Want to get those impressive aerial shots? Start shopping for drone. If you’ve got the money for it, it’s probably worth the investment. It’s the only way to create those increasingly popular fly-over property videos or interactive video walkthroughs.

Depersonalize

For open house, you would never leave your mantle adorned with family photos, holiday decor, or anything personal. (Amazingly, people make this mistake all the time!) The same goes for your real estate photos. It’s helpful to get a second pair of eyes on the scene before you start taking pictures with refrigerator magnets and kids’ art still on the walls. Since it’s your home, you may have overlooked these things.

Don’t Stress

Picture-taking for a great property listing shouldn’t be stressful. Nor does it have to be overly complicated. Honestly, there’s always a “better picture” for the even your best shot. But don’t let the “rule of thirds” or the “golden mean” stop you from trying different things. Photography is produced by humans, for humans after all.

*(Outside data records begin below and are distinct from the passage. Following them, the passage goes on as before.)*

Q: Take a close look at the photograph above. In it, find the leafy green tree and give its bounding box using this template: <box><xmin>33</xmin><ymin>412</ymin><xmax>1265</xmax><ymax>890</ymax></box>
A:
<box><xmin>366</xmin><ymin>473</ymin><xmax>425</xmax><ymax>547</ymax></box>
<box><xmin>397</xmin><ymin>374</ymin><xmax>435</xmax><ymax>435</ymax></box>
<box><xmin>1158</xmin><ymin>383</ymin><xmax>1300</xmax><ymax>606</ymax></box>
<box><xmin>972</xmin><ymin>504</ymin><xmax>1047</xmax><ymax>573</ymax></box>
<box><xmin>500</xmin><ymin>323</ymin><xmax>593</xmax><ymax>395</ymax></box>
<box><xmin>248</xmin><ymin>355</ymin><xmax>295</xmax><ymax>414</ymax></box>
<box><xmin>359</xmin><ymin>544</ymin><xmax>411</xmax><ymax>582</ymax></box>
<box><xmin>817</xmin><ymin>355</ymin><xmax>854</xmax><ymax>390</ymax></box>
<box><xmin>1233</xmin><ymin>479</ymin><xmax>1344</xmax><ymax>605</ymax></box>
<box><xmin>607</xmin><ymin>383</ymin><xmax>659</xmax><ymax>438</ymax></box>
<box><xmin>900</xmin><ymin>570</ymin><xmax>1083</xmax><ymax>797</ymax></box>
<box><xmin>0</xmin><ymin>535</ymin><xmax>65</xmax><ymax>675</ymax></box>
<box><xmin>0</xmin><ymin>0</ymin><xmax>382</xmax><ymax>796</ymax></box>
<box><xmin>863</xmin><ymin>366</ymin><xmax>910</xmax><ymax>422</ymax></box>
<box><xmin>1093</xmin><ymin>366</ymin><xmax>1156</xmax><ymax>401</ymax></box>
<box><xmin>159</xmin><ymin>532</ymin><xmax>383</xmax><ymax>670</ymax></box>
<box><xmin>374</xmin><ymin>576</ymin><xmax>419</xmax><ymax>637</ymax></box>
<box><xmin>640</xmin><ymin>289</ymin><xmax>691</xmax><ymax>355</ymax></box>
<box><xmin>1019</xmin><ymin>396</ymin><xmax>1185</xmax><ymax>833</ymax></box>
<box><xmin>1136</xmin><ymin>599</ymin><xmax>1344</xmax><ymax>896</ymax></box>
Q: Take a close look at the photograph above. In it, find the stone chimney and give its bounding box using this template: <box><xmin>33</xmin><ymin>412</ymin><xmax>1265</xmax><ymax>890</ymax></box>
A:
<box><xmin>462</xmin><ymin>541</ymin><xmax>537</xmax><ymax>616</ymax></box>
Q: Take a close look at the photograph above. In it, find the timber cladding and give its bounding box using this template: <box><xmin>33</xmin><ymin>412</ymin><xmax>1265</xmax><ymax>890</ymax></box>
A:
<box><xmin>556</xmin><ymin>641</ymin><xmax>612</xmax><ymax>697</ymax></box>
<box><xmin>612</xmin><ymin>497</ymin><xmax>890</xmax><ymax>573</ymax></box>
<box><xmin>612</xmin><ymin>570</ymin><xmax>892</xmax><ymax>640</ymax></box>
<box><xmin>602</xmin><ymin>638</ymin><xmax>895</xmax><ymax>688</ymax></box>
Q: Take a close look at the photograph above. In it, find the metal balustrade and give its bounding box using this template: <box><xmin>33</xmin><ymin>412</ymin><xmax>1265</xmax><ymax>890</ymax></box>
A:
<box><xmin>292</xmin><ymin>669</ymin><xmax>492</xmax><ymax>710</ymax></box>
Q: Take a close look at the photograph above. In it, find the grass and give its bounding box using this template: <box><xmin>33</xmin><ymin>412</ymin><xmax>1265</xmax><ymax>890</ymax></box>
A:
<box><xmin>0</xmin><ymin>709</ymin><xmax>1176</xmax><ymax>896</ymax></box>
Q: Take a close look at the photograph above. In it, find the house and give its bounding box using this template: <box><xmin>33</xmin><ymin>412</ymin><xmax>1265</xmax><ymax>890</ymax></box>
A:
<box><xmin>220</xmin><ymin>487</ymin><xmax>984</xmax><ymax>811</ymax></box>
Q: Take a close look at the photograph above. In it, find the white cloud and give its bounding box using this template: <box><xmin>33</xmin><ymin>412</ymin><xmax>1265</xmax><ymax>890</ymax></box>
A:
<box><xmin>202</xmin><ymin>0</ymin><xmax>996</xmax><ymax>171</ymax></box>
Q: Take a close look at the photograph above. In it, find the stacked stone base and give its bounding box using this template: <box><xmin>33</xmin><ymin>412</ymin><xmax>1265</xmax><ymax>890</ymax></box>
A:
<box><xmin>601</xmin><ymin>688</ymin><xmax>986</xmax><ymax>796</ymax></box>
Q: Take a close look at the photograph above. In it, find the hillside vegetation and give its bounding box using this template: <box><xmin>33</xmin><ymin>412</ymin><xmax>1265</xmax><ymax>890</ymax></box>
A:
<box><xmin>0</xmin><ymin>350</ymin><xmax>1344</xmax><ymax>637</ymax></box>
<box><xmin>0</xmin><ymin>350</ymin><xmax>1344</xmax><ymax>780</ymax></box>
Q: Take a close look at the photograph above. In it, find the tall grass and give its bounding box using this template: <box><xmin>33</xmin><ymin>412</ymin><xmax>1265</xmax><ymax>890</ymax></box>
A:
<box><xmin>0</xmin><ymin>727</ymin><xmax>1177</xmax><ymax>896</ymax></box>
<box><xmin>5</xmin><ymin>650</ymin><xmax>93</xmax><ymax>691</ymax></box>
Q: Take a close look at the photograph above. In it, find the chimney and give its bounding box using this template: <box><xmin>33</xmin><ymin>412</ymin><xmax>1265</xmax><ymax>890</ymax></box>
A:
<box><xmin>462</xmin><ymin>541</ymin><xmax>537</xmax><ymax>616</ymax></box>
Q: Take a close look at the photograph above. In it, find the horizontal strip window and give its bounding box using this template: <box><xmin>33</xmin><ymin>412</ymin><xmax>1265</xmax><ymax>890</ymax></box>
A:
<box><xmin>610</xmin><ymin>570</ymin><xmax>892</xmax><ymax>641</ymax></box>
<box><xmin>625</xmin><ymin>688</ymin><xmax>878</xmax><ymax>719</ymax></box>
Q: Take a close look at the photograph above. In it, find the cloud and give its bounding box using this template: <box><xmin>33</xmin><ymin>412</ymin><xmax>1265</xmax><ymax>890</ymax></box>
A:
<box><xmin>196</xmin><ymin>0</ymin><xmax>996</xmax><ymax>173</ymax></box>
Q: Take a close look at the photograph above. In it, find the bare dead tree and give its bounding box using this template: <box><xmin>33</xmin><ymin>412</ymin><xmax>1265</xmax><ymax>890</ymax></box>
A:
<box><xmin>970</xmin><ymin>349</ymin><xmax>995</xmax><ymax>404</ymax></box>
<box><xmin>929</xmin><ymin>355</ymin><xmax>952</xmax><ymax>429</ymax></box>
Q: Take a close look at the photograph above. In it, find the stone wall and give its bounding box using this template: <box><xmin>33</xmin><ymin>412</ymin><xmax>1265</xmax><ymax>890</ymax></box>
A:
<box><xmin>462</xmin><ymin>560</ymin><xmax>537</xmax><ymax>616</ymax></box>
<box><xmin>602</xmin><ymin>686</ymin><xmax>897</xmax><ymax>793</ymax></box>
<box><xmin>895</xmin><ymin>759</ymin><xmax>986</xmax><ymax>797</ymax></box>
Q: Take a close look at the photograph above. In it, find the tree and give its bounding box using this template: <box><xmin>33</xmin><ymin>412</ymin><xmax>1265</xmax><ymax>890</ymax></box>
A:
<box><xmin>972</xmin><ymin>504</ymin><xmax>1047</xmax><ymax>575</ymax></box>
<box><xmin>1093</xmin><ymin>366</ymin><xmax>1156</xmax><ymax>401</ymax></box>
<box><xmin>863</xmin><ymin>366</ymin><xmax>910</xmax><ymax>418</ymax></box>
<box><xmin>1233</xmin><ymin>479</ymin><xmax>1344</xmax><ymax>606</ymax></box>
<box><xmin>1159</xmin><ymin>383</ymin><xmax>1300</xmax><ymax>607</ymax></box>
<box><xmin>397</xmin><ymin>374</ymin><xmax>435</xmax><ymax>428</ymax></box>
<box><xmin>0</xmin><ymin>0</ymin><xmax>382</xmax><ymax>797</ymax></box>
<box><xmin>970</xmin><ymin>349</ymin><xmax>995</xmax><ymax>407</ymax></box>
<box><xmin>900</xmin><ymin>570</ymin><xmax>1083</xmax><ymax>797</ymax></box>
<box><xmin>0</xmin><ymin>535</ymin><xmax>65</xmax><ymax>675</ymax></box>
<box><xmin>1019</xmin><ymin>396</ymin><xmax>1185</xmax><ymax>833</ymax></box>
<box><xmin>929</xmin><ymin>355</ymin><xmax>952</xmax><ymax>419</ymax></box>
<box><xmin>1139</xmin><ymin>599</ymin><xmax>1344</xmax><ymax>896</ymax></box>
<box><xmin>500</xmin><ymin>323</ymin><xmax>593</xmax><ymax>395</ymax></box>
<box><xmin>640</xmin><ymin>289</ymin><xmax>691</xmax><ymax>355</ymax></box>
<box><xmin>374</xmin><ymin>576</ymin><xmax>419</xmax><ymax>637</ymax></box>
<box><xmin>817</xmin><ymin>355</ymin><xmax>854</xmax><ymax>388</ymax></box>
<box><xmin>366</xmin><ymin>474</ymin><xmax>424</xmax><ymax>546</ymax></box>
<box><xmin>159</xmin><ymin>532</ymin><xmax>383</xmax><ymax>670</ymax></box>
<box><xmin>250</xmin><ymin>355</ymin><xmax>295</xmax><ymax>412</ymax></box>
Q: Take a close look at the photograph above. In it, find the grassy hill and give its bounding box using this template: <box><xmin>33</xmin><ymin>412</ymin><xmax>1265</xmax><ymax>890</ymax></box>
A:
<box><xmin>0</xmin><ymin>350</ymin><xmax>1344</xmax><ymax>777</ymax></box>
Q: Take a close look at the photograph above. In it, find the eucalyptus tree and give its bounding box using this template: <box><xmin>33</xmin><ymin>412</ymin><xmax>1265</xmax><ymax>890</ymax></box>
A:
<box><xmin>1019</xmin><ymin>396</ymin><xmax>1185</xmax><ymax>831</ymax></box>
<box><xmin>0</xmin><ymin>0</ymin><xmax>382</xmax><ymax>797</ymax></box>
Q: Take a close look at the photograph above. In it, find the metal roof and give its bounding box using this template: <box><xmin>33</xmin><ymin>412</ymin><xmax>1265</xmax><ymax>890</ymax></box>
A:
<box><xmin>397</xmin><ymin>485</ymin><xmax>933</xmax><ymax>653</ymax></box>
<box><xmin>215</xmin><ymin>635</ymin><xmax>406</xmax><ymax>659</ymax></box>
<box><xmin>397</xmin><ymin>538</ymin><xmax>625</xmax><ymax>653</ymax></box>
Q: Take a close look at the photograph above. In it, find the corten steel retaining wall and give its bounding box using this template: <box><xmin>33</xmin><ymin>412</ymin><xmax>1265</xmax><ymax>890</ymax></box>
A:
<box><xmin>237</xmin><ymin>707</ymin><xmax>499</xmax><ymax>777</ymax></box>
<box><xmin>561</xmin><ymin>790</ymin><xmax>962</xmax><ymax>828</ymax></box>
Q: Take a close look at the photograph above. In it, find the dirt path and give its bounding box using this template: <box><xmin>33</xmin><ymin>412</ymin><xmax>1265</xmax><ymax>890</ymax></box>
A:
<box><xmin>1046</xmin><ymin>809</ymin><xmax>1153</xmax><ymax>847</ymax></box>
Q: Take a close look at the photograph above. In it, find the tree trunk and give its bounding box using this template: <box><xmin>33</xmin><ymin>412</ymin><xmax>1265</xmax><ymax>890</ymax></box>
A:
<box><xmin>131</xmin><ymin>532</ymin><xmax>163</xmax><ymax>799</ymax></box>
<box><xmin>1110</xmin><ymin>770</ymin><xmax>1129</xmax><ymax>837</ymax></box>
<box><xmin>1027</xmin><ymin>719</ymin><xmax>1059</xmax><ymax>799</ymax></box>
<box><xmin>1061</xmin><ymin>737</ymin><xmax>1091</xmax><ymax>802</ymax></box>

Be proud of your work once you’ve listed your property online. If you’re getting a lot of attention but not a lot of offers, there’s probably a bigger reason apart from your photography efforts. Turns out, 90% of home sellers are asking for too much. But that’s up to you and your agent.

Remember, great real estate photography is crucial to generating the interest but it’s only the first step in the home selling process.